IndisputableMonolith.Foundation.Determinism
Foundation.Determinism proves that strict convexity of the J-cost forces a unique minimizer for any constrained recognition problem, which yields deterministic resolution of projections. It is imported by variational dynamics, probability structure, and information conservation modules. The argument chains the second-derivative positivity lemma through the unique-minimizer principle to the determinism-resolution theorem.

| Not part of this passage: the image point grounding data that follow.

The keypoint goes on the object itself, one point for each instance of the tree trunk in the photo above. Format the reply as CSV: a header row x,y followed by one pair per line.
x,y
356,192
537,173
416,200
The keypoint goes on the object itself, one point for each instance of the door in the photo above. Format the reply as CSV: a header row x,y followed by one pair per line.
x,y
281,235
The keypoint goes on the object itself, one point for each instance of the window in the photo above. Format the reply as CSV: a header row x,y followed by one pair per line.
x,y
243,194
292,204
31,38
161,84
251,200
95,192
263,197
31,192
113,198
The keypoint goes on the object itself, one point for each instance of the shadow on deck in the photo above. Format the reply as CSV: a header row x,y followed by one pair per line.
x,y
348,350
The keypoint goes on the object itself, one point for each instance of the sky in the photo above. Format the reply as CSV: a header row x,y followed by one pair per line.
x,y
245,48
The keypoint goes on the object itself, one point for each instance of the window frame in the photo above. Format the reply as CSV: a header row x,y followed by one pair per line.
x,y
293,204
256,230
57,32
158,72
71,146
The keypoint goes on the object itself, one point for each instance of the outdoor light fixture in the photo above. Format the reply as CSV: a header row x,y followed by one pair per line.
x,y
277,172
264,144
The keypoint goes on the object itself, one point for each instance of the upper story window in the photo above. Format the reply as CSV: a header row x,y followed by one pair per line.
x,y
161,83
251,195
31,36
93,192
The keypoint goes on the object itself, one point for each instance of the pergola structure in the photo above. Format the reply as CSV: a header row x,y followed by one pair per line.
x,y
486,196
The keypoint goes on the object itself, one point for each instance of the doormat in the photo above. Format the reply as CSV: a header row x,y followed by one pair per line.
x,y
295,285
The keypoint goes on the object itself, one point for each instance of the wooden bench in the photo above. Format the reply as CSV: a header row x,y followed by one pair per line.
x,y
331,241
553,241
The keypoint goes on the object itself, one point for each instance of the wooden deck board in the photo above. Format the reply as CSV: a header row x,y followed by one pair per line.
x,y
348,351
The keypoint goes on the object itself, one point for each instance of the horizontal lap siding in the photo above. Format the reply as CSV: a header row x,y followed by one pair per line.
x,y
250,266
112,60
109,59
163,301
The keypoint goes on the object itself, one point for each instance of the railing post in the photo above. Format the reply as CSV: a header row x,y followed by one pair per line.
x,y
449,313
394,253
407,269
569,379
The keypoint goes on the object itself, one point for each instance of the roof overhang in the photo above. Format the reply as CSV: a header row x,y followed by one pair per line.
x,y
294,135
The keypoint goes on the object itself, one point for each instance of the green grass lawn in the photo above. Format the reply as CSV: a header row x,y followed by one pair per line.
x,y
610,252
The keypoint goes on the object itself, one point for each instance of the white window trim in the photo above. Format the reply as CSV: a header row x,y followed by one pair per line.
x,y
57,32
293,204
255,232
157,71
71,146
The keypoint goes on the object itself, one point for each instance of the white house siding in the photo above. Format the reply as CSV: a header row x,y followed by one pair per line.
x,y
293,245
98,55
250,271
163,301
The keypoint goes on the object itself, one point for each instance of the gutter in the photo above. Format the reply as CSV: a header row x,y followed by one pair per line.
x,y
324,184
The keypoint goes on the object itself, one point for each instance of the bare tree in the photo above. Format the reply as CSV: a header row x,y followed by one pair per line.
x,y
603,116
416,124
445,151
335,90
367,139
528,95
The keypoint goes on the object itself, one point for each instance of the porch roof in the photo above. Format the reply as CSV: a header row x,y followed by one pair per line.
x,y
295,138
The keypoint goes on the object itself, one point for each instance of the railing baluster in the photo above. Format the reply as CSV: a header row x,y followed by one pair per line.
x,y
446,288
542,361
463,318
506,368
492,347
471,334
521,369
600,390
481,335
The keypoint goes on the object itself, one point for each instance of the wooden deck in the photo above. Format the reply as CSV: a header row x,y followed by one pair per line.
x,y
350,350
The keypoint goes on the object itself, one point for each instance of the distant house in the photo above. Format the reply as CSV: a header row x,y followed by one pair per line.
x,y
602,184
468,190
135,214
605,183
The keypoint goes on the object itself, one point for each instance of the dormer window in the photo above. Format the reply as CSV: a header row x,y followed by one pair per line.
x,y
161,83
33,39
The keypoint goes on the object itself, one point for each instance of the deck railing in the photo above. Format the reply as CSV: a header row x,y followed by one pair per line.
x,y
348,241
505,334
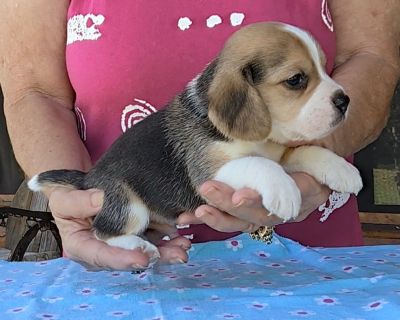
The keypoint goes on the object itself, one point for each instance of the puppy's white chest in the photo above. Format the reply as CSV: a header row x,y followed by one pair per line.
x,y
239,149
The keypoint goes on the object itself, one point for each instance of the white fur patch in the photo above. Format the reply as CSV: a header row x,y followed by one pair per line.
x,y
139,217
131,242
312,46
326,167
34,184
279,192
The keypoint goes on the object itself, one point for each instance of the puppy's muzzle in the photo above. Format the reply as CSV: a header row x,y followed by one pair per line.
x,y
340,101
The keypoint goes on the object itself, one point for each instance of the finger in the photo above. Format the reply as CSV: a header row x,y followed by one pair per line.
x,y
79,204
173,254
175,250
222,221
182,242
247,197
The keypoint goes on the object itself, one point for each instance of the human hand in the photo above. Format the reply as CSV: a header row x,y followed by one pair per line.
x,y
242,210
73,211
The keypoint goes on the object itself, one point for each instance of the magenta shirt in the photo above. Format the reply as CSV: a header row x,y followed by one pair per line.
x,y
126,59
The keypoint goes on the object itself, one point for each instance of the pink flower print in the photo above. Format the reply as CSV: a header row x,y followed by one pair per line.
x,y
263,254
24,293
258,305
83,306
302,313
179,289
327,301
347,291
349,269
252,272
290,273
280,293
265,283
276,265
206,285
228,316
326,278
215,298
118,314
16,310
52,299
326,258
375,305
187,309
150,302
47,316
392,254
235,245
379,261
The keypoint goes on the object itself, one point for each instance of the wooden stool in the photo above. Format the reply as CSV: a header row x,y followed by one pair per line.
x,y
31,233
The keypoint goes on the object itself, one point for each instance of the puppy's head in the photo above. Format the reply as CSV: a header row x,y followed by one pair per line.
x,y
270,83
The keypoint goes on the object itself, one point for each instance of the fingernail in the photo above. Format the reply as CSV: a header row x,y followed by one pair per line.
x,y
138,267
210,192
199,214
96,199
243,202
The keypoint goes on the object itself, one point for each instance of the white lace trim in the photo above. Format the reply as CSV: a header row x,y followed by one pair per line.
x,y
326,15
84,27
81,123
335,201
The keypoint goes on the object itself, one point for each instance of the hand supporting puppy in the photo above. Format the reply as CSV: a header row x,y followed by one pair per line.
x,y
73,211
243,211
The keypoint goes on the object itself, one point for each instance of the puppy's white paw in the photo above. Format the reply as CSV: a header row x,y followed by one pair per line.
x,y
342,176
280,194
131,242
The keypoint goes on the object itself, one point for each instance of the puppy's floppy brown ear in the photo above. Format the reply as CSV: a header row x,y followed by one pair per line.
x,y
235,105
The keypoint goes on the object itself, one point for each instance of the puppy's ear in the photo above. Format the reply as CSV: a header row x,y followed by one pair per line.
x,y
235,105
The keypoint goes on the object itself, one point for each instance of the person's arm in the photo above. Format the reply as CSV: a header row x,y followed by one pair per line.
x,y
38,104
38,98
367,66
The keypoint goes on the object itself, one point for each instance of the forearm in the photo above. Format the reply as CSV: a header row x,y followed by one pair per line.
x,y
367,66
44,135
370,83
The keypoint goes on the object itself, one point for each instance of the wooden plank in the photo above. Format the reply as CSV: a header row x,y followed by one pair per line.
x,y
380,218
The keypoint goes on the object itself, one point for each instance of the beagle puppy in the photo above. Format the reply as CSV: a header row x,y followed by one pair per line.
x,y
234,123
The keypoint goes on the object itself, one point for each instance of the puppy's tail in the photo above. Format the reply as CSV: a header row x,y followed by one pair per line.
x,y
53,178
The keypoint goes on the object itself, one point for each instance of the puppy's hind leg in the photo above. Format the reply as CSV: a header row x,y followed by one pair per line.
x,y
123,218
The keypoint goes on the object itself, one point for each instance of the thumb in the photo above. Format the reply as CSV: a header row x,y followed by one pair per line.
x,y
78,204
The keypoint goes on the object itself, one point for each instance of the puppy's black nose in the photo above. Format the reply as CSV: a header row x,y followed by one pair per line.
x,y
340,100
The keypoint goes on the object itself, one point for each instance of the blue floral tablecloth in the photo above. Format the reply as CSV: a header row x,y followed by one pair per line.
x,y
235,279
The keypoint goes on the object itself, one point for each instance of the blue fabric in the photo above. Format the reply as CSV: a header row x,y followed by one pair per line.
x,y
235,279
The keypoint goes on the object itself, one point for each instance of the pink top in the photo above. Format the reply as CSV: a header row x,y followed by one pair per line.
x,y
127,59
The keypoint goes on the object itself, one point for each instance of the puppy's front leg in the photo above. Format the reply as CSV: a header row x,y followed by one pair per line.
x,y
326,167
280,195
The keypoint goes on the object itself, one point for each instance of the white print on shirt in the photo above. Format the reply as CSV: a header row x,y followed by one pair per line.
x,y
84,27
326,15
213,21
135,113
81,123
336,200
184,23
236,19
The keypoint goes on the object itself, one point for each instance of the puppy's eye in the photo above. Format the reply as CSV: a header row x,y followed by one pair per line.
x,y
297,82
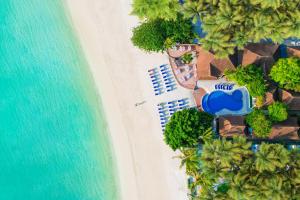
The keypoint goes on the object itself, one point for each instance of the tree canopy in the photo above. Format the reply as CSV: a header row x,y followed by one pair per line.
x,y
278,112
157,35
187,127
259,122
230,24
155,9
286,72
272,171
250,76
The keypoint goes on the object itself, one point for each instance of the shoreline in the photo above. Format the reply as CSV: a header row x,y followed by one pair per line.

claimFor the cost $J(x) = ½(x + x^{-1}) - 1$ on $x > 0$, the constrained minimization problem has a unique solution whenever $J''(x) = x^{-3} > 0$; this implies that every lossy projection resolves deterministically.
background
The module imports Cost and Cost.Convexity, whose doc states: 'This module proves that: 1. Jlog(t) = cosh t - 1 is strictly convex on ℝ 2. Jcost(x) = ½(x + x⁻¹) - 1 is strictly convex on ℝ₊. These are foundational for the uniqueness theorem T5.' It also imports LawOfExistence, whose core statement is 'x exists ⟺ defect(x) = 0'. Local definitions include ConstrainedProblem, Observer, project, projection_lossy, and determinism_resolution.
proof idea
The module first records the second-derivative fact Jcost_second_deriv_positive. Strict positivity is fed to unique_minimizer_principle for any constrained problem. The same convexity is then applied to projection_lossy to obtain determinism_resolution.
why it matters in Recognition Science
The module supplies determinism_resolution, which is imported by VariationalDynamics to define the ledger update rule, by ProbabilityMeaningStructure to equate probability with J-cost projection weight, and by InformationConservation to resolve the black-hole information paradox. It closes the convexity-to-determinism step required by the forcing chain.
scope and limits
- Does not derive the explicit form of J from the forcing chain.
- Does not treat multi-observer or relativistic consistency.
- Does not compute numerical values for constants such as alpha or G.
- Does not address quantum measurement or collapse.